Unnamed: 0,Postcode,Borough,Neighborhood
0,M3A,North York,Parkwoods
1,M4A,North York,Victoria Village
2,M5A,Downtown Toronto,Harbourfront
3,M5A,Downtown Toronto,Regent Park
4,M6A,North York,Lawrence Heights


## Consolidate postal code info

`DataFrame.groupby().agg()` allows us to group together like Postcodes and map different functions to the associated values in each column.

For the the Borough column, we  assuming that the first value we encounter is the only unqiue value for each postcode, but just to be safe we'll test it:

In [4]:
(df.groupby('Postcode').nunique() == 1).all()

Postcode         True
Borough          True
Neighborhood    False
dtype: bool

Yes, each Postcode maps 1-to-1 to a Borough. That's good; it means we can use the `GroupBy.first()` method to resolve Postcode and Borough.

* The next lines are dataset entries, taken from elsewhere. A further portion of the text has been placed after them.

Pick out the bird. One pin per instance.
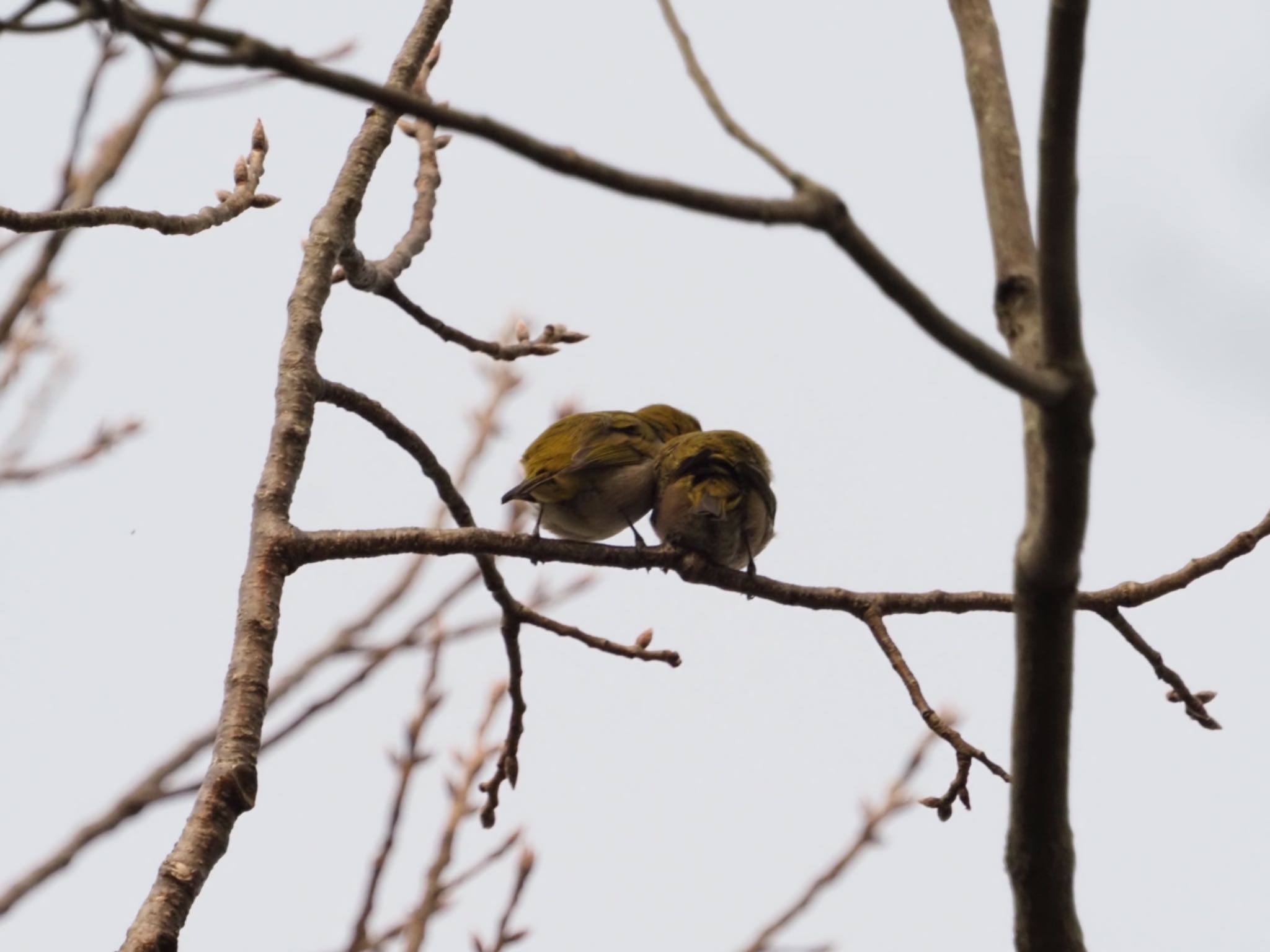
(714, 495)
(592, 474)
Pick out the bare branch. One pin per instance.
(1130, 594)
(229, 787)
(88, 183)
(433, 888)
(106, 438)
(506, 937)
(1001, 162)
(717, 107)
(812, 206)
(944, 730)
(1041, 855)
(482, 865)
(18, 22)
(430, 699)
(150, 788)
(247, 179)
(546, 342)
(897, 800)
(375, 276)
(1180, 692)
(613, 648)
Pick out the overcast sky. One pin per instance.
(670, 809)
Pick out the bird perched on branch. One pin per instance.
(592, 474)
(714, 495)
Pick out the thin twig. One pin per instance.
(708, 93)
(113, 150)
(506, 937)
(897, 800)
(546, 342)
(812, 206)
(611, 648)
(368, 544)
(230, 785)
(433, 888)
(247, 179)
(106, 438)
(371, 276)
(1180, 692)
(484, 863)
(411, 758)
(939, 726)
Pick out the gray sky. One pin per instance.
(670, 809)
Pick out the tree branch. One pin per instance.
(940, 728)
(812, 206)
(247, 179)
(1180, 692)
(897, 800)
(230, 785)
(1041, 855)
(505, 938)
(717, 107)
(151, 788)
(411, 758)
(545, 343)
(107, 438)
(327, 545)
(415, 927)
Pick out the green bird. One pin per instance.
(592, 474)
(714, 495)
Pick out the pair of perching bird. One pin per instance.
(595, 474)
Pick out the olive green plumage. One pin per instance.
(592, 474)
(714, 495)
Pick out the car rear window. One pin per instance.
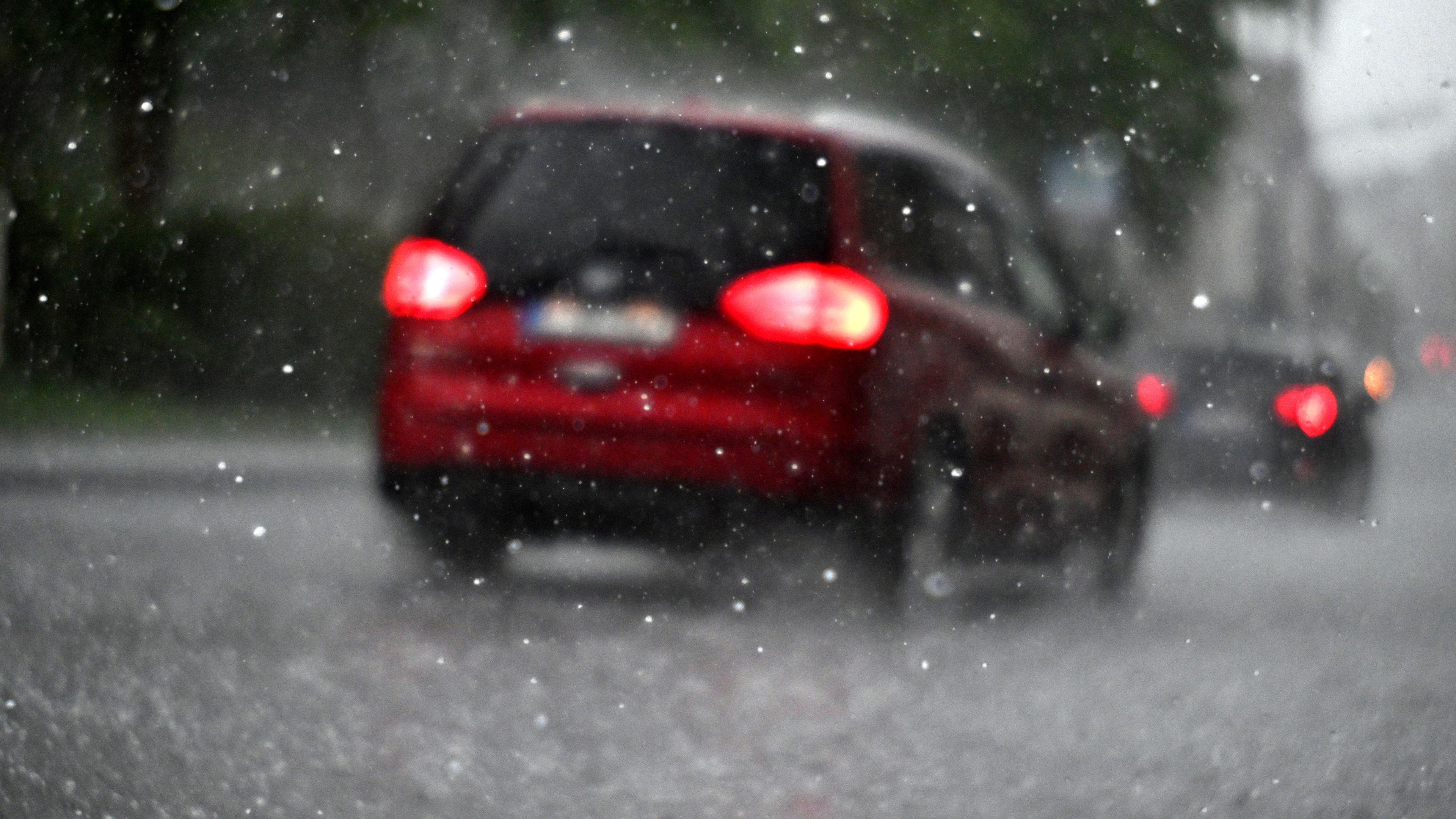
(617, 210)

For the Neighborhood column, we'll define a quick `lambda` function to join all of the Neighborhoods and separate them wil columns: `lambda x: ', '.join(x)`, and apply that.

We group by Postcode and fill out the `agg` method, renaming the Neighborhood column to Neighborhoods:

In [5]:
postcodes = (df.groupby('Postcode', as_index=False)
             .agg({'Borough':'first','Neighborhood':lambda x: ', '.join(x)})
             .rename(columns={'Neighborhood':'Neighborhoods'}))

print(postcodes.shape)
postcodes.head()

(103, 3)


Unnamed: 0,Postcode,Borough,Neighborhoods
0,M1B,Scarborough,"Rouge, Malvern"
1,M1C,Scarborough,"Highland Creek, Rouge Hill, Port Union"
2,M1E,Scarborough,"Guildwood, Morningside, West Hill"
3,M1G,Scarborough,Woburn
4,M1H,Scarborough,Cedarbrae


In [6]:
pickle.dump(postcodes, open('postcodes.dataframe.p', 'wb'))

In [7]:
print(f"There are {postcodes.shape[0]} rows in the postcode DataFrame.")

There are 103 rows in the postcode DataFrame.